Ancora vedo Doug Henderson seduto vicino alla moglie di Jimmy Connors, Patti, all’Open nei tardi anni ’70 e primi anni ’80, il suo cappello bianco ne era distintivo, ed è ben visibile in una delle più famose foto dell’infame incontro tra John McEnroe e Ilie Nastase. Henderson, preoccupato per l’incolumità del suo amico in un Armstrong Stadium vicino alla rivolta, entrò in campo assieme a diversi poliziotti. Racconta questa storia, assieme a quelle della sua amicizia con Ashe e Connors, nel suo nuovo e-book, Endeavor to Persevere.

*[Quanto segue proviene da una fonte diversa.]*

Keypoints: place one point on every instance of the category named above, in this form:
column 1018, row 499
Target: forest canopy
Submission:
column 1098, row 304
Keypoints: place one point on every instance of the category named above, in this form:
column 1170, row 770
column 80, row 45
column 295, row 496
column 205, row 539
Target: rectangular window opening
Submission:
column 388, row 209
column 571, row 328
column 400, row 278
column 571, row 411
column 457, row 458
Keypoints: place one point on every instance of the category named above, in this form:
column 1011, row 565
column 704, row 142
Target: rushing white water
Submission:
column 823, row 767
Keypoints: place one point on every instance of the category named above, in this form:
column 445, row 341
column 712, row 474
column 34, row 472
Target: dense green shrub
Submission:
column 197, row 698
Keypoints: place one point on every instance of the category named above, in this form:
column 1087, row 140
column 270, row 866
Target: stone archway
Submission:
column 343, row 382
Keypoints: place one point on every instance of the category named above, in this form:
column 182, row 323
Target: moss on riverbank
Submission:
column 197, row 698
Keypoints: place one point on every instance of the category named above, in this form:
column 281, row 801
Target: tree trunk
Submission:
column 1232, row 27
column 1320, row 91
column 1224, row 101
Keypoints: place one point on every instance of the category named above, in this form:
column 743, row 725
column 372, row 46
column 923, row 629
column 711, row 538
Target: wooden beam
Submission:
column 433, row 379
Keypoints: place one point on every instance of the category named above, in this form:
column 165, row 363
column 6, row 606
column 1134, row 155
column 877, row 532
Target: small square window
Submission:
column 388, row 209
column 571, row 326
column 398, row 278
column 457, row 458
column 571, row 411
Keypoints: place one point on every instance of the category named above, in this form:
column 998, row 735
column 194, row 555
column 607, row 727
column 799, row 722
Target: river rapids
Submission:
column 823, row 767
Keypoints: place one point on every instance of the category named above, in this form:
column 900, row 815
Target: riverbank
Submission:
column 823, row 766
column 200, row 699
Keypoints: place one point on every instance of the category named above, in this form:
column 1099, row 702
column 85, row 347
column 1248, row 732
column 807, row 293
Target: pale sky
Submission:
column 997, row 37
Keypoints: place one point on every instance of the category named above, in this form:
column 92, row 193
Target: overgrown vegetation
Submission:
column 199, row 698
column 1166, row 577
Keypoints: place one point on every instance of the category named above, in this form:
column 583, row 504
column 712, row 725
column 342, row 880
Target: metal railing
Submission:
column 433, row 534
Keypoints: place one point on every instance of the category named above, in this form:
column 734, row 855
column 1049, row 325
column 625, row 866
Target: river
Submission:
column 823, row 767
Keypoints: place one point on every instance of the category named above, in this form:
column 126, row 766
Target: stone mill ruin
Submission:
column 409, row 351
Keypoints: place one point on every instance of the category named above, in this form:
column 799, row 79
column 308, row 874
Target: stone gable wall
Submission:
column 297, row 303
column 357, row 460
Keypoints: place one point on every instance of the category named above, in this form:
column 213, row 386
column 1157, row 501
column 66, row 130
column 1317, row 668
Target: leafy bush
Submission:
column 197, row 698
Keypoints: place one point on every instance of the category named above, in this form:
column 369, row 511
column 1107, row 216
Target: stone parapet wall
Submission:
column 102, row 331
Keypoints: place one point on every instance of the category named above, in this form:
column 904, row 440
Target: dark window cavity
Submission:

Il nucleo del libro è la certificazione delle personalità così diverse di Ashe e Connors. Assieme formano un paradosso, che Henderson riconosce immediatamente. Racconta che la sua vita era stata cambiata un mese prima che incontrasse Connors, quando aveva acceso la TV e visto il Picchiatore di Belleville infiammare il Centre Court e battere in tre set il vecchio gentleman Ken Rosewall. Per la prima volta, questo fan degli sport di squadra, si era reso conto di come il tennis fosse una “guerra in campo”. Henderson si innamorò del nostro sport proprio quel giorno. Capì anche come Jimbo, un bianco del Midwest, aveva portato la “strada” nel tennis, soprattutto perché il miglior nero del tennis, Ashe, manteneva un atteggiamento educatamente freddo. Un nero alla Muhammad Ali non sarebbe stato accettato nel tennis di allora: è stato necessario che vi fosse un Jimmy Connors prima di una Serena Williams.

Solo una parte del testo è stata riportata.